Et c'était quelque chose à faire, ce qui était indiciblement délicieux. Elle se précipita dans les escaliers, descendant dans les profondeurs de la cathédrale, les chauve-souris mortes-vivantes voletant dans son passage et couinant dans un registre que même la plupart des morts ne pouvait entendre.
Wilhelt atteignit les portes de Thraben, fermées et rouillées, dont aucune main humaine n'avait graissé les gonds depuis bien plus longtemps qu'il le fallût, et trouva Gisa attendant déjà là, sa glorieuse chevelure dénouée, sa belle robe déchirée de la plus élégante et artiste manière. Elle devait faire cela pour célébrer son arrivée, car pourquoi se serait-elle rendue si belle pour un homme qui lui fût inférieur ?
« Belle Gisa, » cria-t-il, la voix encore claire et forte, malgré les ténèbres de la tombe. Assurément, cela suffirait à lui dire qu'il n'était pas une goule ordinaire ! Combien de morts relevés pourraient parler si distinctement, pourraient se souvenir du nom de la femme qu'ils avaient aimée dans leur vie ? Aucun de sa compagnie ne pouvait accomplir un tel miracle ! « Enfin, ta solitude prend fin, car je suis venu te rejoindre ! »

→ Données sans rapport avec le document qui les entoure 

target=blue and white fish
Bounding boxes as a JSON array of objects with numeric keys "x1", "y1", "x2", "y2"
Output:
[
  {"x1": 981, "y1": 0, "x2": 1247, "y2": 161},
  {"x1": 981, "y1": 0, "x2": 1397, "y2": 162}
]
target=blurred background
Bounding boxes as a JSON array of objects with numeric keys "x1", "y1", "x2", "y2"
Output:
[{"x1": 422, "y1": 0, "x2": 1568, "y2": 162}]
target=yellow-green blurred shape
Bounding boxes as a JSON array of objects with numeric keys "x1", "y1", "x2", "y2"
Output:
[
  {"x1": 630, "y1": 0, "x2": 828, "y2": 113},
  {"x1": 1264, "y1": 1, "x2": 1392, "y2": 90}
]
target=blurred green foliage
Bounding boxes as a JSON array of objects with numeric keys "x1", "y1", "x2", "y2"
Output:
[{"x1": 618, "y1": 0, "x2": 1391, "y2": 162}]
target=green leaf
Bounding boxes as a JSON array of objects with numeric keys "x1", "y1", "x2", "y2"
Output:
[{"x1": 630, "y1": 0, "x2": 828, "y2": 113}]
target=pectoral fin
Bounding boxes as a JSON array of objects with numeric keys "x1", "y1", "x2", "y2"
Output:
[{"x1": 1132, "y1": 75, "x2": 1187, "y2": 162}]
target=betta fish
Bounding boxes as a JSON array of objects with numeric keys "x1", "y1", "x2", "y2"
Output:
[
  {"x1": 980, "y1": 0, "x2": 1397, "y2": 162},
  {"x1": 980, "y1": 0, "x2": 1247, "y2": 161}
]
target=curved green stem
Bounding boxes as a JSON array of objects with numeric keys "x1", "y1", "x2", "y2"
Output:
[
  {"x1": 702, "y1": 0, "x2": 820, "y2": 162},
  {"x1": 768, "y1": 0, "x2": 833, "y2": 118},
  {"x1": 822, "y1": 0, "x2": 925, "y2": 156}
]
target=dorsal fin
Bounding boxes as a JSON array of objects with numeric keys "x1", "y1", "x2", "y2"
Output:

Gisa le regarda, ses lèvres parfaites se courbant dans un lent sourire, ce sourcil parfait se relevant dans ce qui paraissait être de l'incompréhension. Enfin, penchant sa tête sur le côté, elle demanda : « Je te connais ? »
Wilhelt la fixait. « Bien entendu, répondit-il. Je suis Wilhelt le Coupe-Souffle, et je suis venu pour te couper le souffle.
- Je m'en sers encore, » rétorqua-t-elle.
Les yeux de Wilhelt commencèrent à se teinter de colère. « Nous nous sommes rencontrés dans les bois ! C'était un jour magnifique, encore plus par la radiance ajoutée de ta présence.
- Oh, le reconnut soudain Gisa. Wilham. Je me souviens bien de toi. Tu étais ce joli, joli garçon des bois que j'ai rencontré alors que je fouillais cet antique tumulus pour de nouveaux amis. Tu étais moins intéressant que tout ce que j'ai pu trouver de mort, et je t'ai laissé à tes arbres. Je n'ai pas vraiment de place pour la vanité dans ma vie ; pas avec Geralf si consumé par le besoin de se pâmer sur son propre génie. » Comme il ne bougeait pas, elle leva une main et fit un signe plein de langueur, qui aurait dû le pousser à décarrer.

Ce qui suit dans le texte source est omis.